Peels may take several hours. You may feel tingling, swelling, or throbbing on your face afterward. The procedure may trigger skin allergies, fever blisters, or cold sores. You can resume your usual activities within two to four weeks, but your skin will take up to six months to heal fully.

Injections 

Soft tissue or fat injected beneath the skin adds plumpness and eases wrinkles. Thin, light-colored skin works best for this procedure, the ASPS says. Injections may be of collagen, fat, hyaluronic acid, hydroxylapatite acid, or botulinum toxin (Botox). Botox is injected in tiny amounts, and causes the muscles around the injection to relax.
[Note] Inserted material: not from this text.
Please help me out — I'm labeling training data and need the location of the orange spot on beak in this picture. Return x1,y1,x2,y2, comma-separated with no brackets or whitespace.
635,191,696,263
The injections are given at the doctor's office. The results are only temporary and must be repeated after a few months to a year. The only side effects of the collagen or hyaluronic acid are a burning or throbbing feeling that goes away. Botox side effects may include droopy eyelids, flu symptoms, headache, and stomach upset.

Dermabrasion

This procedure is used for deeper wrinkles, as well as to smooth acne scars and wrinkles around the mouth. After numbing the skin, the surgeon uses a high-speed rotating brush to remove the top layers of skin. Like the chemical peel, dermabrasion will not prevent wrinkles or tighten sagging skin.

Dermabrasion usually takes less than an hour. It may trigger skin allergies, fever blisters, or cold sores, the ASPS says. Your skin will be red after the procedure, but that will diminish in about a month. You'll need to use sunscreen whenever you are outdoors for about a year. You may need to eat soft foods for the first few weeks and avoid activities that could stress the skin, the AAFPRS says.